Rishi Sunak argued the change will get doctors to take on more hours, but could not say how many will stay in work because of it.

Chancellor Jeremy Hunt used his Budget last week to abolish the tax-free limit on pensions savings, which had stood at £1.07 million.

We need our best doctors, our experienced doctors, we need them working, and they want to work, they want to help get the waiting lists down, they want to work longer hours, they don’t want to retire
Rishi Sunak

But Labour has criticised it as a “giveaway to the richest 1%”, arguing a bespoke pensions scheme for doctors would be fairer.

Mr Sunak defended the tax break, which will cost £2.75 billion over the next five years, saying the current allowances were pushing doctors into declining extra shifts or into early retirement.

“This is about cutting waiting lists,” he said in an interview with BBC Breakfast.

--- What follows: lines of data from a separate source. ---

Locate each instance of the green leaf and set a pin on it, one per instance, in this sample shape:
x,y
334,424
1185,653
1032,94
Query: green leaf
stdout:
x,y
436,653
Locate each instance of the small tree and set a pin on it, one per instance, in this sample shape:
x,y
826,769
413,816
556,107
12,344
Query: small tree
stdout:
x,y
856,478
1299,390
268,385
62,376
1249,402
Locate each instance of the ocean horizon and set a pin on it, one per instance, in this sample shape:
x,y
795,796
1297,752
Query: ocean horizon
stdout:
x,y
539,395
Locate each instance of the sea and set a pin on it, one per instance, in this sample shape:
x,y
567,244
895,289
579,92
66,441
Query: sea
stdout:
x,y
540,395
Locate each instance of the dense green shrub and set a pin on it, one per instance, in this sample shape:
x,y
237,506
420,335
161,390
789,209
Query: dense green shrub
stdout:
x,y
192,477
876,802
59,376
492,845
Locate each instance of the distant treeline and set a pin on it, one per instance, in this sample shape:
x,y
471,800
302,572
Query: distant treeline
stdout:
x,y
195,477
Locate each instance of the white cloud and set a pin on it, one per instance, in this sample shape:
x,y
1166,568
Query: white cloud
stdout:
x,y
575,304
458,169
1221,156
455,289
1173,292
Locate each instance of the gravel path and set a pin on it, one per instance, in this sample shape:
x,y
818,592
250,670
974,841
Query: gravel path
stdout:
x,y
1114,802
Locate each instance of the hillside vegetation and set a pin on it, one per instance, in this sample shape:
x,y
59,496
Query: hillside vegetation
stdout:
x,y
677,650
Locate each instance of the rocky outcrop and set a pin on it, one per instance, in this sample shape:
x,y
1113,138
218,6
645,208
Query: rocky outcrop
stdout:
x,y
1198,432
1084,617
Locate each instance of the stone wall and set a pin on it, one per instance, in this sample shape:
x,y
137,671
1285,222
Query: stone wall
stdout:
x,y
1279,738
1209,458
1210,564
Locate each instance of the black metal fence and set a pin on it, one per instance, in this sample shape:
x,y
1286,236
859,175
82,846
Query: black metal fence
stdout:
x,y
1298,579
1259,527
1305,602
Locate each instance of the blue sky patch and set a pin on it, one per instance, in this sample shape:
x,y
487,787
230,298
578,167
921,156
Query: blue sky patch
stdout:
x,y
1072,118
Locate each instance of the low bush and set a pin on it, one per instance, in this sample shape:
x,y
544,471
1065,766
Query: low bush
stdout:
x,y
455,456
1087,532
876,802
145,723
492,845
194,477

“We need our best doctors, our experienced doctors, we need them working, and they want to work, they want to help get the waiting lists down, they want to work longer hours, they don’t want to retire. And because of the pension regime, they were stopped from doing that, it was preventing them from doing that.

“And I want to get the waiting list down and that’s why we’ve made the change that we’ve made, and it’s going to benefit everyone to get healthcare quicker.”

Chancellor Jeremy Hunt scrapped the limit on pensions savings in his Budget (Stefan Rousseau/PA)
Chancellor Jeremy Hunt scrapped the limit on pensions savings in his Budget (Stefan Rousseau/PA)

The Office for Budget Responsibility has estimated the tax break could boost the workforce by 15,000 as people who might otherwise have retired to avoid breaching the lifetime allowance decide to stay on instead.

When it was put to the Prime Minister that only hundreds of doctors might stay on, he said: “There’s thousands of doctors that leave the NHS every year; about two thirds to three quarters of them have said that they don’t provide extra hours.

“It’s not just about whether they leave or stay; it’s about whether they’re doing the extra shifts, because that’s what’s going to help us get the backlog down.”